How can I build a minimal Docker image for MAX inference

Background

I have some models that may only be called a few times per day, so keeping a dedicated GPU server running for them is not cost-effective. GPU serverless is very appealing for this kind of low-frequency inference workload.

In a serverless environment, cold start time matters a lot. Because of that, I’m trying to build the smallest possible Docker inference image, ideally something close to a scratch image that only contains the minimum runtime dependencies required for inference.

For testing, I’m using a BERT classification / token classification style model. The target GPU is an NVIDIA RTX A6000.

Previous experiment with MNN

I first tried implementing the inference service in C++ using Alibaba MNN.

The deployment experience with MNN was very good. I was able to build a very clean scratch image containing only the C++ server, the model files, and the dynamic libraries that are actually required at runtime.

With the CUDA backend, inference performance was excellent, but it inevitably pulled in the following large dependencies:

/usr/local/cuda/lib64/libcublasLt.so.12                            ~421 MB
/usr/local/cuda/lib64/libcublas.so.12                              ~105 MB
/tmp/build/_deps/mnn-build/source/backend/cuda/libMNN_Cuda_Main.so  ~61 MB

These files are basically the main runtime dependencies needed for MNN CUDA inference. MNN itself is very friendly for minimal deployment, but I wanted to see whether it would be possible to get an even smaller container while keeping the performance drop relatively small.
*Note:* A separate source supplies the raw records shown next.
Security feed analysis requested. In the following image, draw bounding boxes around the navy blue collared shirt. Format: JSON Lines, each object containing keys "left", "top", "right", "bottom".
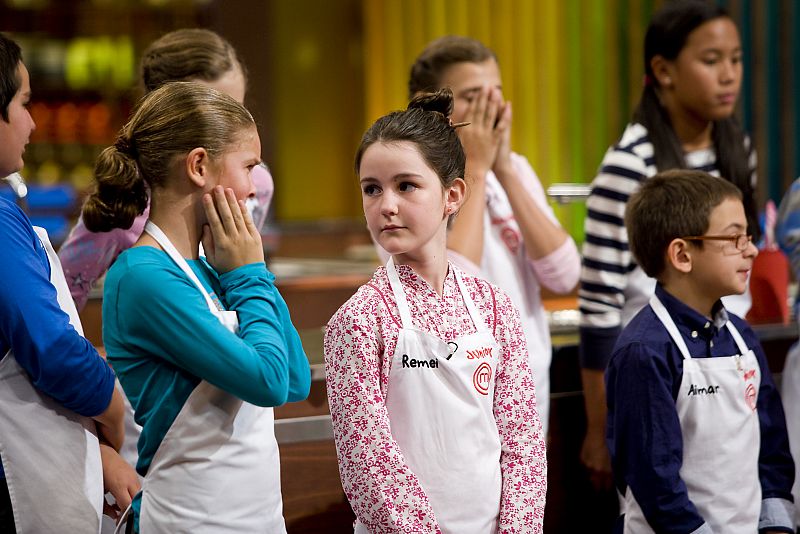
{"left": 606, "top": 284, "right": 794, "bottom": 533}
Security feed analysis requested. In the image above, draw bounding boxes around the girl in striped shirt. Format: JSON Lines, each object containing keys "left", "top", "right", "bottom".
{"left": 578, "top": 0, "right": 758, "bottom": 490}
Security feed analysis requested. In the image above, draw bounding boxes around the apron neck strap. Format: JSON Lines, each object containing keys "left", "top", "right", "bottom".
{"left": 452, "top": 267, "right": 489, "bottom": 334}
{"left": 385, "top": 257, "right": 488, "bottom": 334}
{"left": 649, "top": 295, "right": 692, "bottom": 360}
{"left": 386, "top": 257, "right": 414, "bottom": 328}
{"left": 144, "top": 221, "right": 220, "bottom": 316}
{"left": 724, "top": 320, "right": 750, "bottom": 355}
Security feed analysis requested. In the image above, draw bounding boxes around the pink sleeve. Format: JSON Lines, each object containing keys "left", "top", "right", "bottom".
{"left": 511, "top": 154, "right": 580, "bottom": 294}
{"left": 491, "top": 287, "right": 547, "bottom": 532}
{"left": 324, "top": 293, "right": 441, "bottom": 533}
{"left": 58, "top": 206, "right": 148, "bottom": 311}
{"left": 528, "top": 238, "right": 580, "bottom": 294}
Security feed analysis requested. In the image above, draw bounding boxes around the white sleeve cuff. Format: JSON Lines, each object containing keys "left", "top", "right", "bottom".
{"left": 759, "top": 497, "right": 795, "bottom": 531}
{"left": 689, "top": 521, "right": 714, "bottom": 534}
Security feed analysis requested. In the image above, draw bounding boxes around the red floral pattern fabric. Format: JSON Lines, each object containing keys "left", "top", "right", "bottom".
{"left": 324, "top": 263, "right": 547, "bottom": 533}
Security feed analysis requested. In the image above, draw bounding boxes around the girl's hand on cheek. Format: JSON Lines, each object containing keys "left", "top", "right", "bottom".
{"left": 202, "top": 186, "right": 264, "bottom": 273}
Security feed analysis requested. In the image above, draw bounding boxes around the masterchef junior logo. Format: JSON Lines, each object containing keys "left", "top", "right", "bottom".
{"left": 466, "top": 346, "right": 493, "bottom": 360}
{"left": 745, "top": 383, "right": 757, "bottom": 411}
{"left": 473, "top": 362, "right": 492, "bottom": 395}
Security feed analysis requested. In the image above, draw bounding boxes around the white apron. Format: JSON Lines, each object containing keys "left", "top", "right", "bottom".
{"left": 355, "top": 258, "right": 502, "bottom": 534}
{"left": 623, "top": 296, "right": 761, "bottom": 533}
{"left": 483, "top": 173, "right": 551, "bottom": 435}
{"left": 134, "top": 221, "right": 285, "bottom": 534}
{"left": 0, "top": 227, "right": 103, "bottom": 533}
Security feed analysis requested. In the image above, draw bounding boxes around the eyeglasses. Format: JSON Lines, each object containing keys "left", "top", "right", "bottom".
{"left": 681, "top": 234, "right": 753, "bottom": 251}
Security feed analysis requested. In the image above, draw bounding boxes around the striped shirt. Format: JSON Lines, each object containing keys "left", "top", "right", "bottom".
{"left": 578, "top": 122, "right": 756, "bottom": 370}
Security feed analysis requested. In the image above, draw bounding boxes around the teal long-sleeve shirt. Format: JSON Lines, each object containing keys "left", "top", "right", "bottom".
{"left": 102, "top": 246, "right": 311, "bottom": 478}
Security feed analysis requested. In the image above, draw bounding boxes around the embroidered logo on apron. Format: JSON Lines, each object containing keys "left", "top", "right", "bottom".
{"left": 745, "top": 383, "right": 757, "bottom": 411}
{"left": 473, "top": 363, "right": 492, "bottom": 395}
{"left": 500, "top": 227, "right": 521, "bottom": 254}
{"left": 466, "top": 346, "right": 493, "bottom": 359}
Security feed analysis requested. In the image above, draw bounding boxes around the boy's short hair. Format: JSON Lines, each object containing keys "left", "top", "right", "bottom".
{"left": 626, "top": 169, "right": 743, "bottom": 278}
{"left": 0, "top": 33, "right": 22, "bottom": 122}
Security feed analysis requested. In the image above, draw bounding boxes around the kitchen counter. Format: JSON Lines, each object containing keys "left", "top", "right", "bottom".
{"left": 81, "top": 259, "right": 800, "bottom": 444}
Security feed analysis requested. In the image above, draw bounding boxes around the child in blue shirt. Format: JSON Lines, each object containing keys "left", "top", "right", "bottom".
{"left": 606, "top": 169, "right": 794, "bottom": 533}
{"left": 86, "top": 82, "right": 311, "bottom": 533}
{"left": 0, "top": 32, "right": 133, "bottom": 533}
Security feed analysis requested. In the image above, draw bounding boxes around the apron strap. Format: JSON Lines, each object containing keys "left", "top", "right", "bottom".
{"left": 113, "top": 502, "right": 134, "bottom": 534}
{"left": 144, "top": 221, "right": 221, "bottom": 317}
{"left": 33, "top": 227, "right": 85, "bottom": 336}
{"left": 385, "top": 257, "right": 414, "bottom": 328}
{"left": 386, "top": 258, "right": 489, "bottom": 335}
{"left": 649, "top": 295, "right": 692, "bottom": 360}
{"left": 724, "top": 320, "right": 750, "bottom": 356}
{"left": 453, "top": 266, "right": 489, "bottom": 335}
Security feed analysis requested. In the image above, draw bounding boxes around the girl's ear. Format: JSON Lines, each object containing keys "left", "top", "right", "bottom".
{"left": 445, "top": 177, "right": 467, "bottom": 216}
{"left": 666, "top": 238, "right": 693, "bottom": 274}
{"left": 185, "top": 147, "right": 211, "bottom": 188}
{"left": 650, "top": 55, "right": 673, "bottom": 88}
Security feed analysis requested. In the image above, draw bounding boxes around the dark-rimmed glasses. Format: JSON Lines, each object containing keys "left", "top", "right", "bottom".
{"left": 681, "top": 234, "right": 753, "bottom": 251}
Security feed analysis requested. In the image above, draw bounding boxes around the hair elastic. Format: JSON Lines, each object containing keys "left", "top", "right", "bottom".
{"left": 115, "top": 136, "right": 135, "bottom": 156}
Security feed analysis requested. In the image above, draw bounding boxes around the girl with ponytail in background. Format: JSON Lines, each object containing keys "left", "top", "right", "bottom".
{"left": 60, "top": 28, "right": 274, "bottom": 311}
I also tried MNN with the Vulkan, OpenCL, and CPU backends. Their dependency size was much smaller, but the performance was extremely poor. Compared with the CUDA backend, the non-CUDA GPU backends were around 200x slower. Surprisingly, in my tests, CPU inference was actually the fastest among those non-CUDA options.

Experiment with MAX C API + C++

My understanding is that MAX can compile and run models at a higher level of abstraction, and I was hoping that it might reduce the need to depend directly on large parts of the CUDA ecosystem. So I tried building a minimal Docker inference image using the MAX C API + C++.

Test repository:

https://github.com/ficapy/mgeo_mojo

The result was very encouraging from a performance perspective: MAX C API + C++ is about 10% faster than my previous MNN CUDA implementation.

However, after trimming the runtime image as much as I could, I found that I still could not get rid of cuBLAS / cuBLASLt. These are the main remaining dependencies:

501.48 MB  /usr/local/cuda/targets/x86_64-linux/lib/libcublasLt.so.12.2.5.6
143.18 MB  /opt/pixi-env/lib/libmax.so
101.73 MB  /usr/local/cuda/targets/x86_64-linux/lib/libcublas.so.12.2.5.6
 55.61 MB  /opt/pixi-env/lib/libNVPTX.so
  7.94 MB  /opt/pixi-env/lib/libMGPRT.so

When I tried removing the cuBLAS-related libraries, the program failed at runtime with:

ABORT: oss/modular/mojo/stdlib/std/ffi/init.mojo:628:18: symbol not found: cublasCreate_v2

So at least from my current experiment, it looks like the NVIDIA GPU inference path still depends on both libcublasLt and libcublas, even when using MAX.

Questions

I’d appreciate any advice on the following:

  1. If inference only needs to run on one specific GPU type, such as RTX A6000 / sm_86, is there any way to further trim the MAX runtime dependencies?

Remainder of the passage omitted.